Supremo Trambique Federal livrará Lula e acabará com a Lava Jato?

Segundo a coluna de Eliane Cantanhêde, no Estadão deste domingo (18), o STF caminha rapidamente para mudar seu nome de Supremo Tribunal Federal para Supremo Trambique Federal. Isto porque, de acordo com a jornalista, estaria em curso uma articulação para, com uma única cartada, acabar com a prisão em segunda instância, livra o ex-presidente Luiz Inácio Lula da Silva da cadeia, permitir que condenados na Lava Jato se safem e, por fim, ferir de morte a própria operação. O mentor intelectual de tamanha desfaçatez seria o ex-presidente do STF e atual advogado de Lula, Sepúlveda Pertence. Considerada “engenhosa” pelos ministros, a manobra tem como mérito unir todos – quem é contra Lula se beneficiaria também, e quem é a favor de Lula consideraria que salvá-lo é mais importante que afundar a Lava Jato.
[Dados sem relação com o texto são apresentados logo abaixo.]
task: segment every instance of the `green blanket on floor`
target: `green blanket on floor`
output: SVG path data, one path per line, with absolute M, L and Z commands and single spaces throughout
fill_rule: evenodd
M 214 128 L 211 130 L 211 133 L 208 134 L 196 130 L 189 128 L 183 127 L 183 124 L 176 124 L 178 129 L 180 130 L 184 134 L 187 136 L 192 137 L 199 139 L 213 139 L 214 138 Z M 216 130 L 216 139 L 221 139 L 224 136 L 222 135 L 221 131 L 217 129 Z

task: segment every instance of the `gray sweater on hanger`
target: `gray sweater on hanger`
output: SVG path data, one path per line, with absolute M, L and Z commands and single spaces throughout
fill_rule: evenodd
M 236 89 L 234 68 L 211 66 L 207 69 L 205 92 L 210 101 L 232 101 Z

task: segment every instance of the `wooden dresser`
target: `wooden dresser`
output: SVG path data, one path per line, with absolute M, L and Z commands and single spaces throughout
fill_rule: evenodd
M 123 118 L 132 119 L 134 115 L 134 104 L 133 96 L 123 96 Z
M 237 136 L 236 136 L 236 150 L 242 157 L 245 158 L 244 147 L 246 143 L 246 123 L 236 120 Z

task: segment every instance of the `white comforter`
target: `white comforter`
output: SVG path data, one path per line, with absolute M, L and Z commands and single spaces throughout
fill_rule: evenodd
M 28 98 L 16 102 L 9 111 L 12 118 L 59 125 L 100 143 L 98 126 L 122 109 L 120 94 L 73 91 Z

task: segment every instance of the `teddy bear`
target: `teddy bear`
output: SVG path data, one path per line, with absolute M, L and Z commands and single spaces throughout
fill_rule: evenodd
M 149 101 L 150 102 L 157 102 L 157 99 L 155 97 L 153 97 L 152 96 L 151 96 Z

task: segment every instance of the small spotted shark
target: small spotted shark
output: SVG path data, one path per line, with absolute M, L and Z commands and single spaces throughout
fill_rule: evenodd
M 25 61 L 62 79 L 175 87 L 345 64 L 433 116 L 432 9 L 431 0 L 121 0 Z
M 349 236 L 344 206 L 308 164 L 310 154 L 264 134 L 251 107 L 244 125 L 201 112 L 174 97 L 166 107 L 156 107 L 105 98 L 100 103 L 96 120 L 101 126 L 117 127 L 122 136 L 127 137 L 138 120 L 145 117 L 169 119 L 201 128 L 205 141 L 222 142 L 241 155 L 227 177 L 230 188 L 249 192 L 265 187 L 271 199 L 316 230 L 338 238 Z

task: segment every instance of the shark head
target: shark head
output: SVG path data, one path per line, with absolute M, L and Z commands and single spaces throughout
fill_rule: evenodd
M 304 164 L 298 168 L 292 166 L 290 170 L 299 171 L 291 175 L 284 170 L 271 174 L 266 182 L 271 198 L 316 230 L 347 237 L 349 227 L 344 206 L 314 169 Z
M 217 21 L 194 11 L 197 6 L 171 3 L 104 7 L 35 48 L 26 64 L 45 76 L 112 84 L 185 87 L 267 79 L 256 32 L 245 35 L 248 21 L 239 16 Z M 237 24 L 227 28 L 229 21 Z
Em linhas gerais, a manobra pretende reverter o resultado da própria votação do STF que autorizou, por 6 votos a 5, a prisão em segunda instância, realizada em dezembro de 2016 com base numa liminar de outubro daquele ano. Como o acórdão daquela votação só foi publicado agora em 7 de março, abriu-se o prazo legal para embargos de declaração. E – que coincidência! – não é que um embargo foi apresentado pelo Instituto Ibero Americano de Direito Público em 14 de março? Esse será o “cavalo de troia” que permitirá ao STF mudar seu entendimento sobre a prisão em segunda instância. O pressuposto é que o ministro Gilmar Mendes mude de lado, como já avisou que faria, invertendo o placar para 6 a 5 contra a prisão.

Esse pressuposto já é dado como certo. Gilmar Mendes nunca se intimidou com a opinião pública. A pretexto de zelar pela lei, sente-se à vontade para se pronunciar conforme as suas conveniências. Já escrevi, aqui no Storia, que ainda veríamos Lula agradecer a Gilmar (um desafeto histórico) por livrá-lo da cadeia. Parece que, infelizmente, estamos mais perto disso do que supomos.

Tal líder, tal liderado

O segundo pressuposto é que a população assista a tudo quietinha. Ao que parece, também parece factível, dada a convergência de interesses políticos em torno do assunto. Da direita à esquerda, praticamente todos os partidos estão enrolados com a Lava Jato. Logo, pouquíssimos teriam a isenção ou o interesse de convocar manifestações contra essa maracutaia. O problema, aqui, é que os partidos “isentos” são meros serviçais das legendas maiores. É improvável que protestem contra tudo isso.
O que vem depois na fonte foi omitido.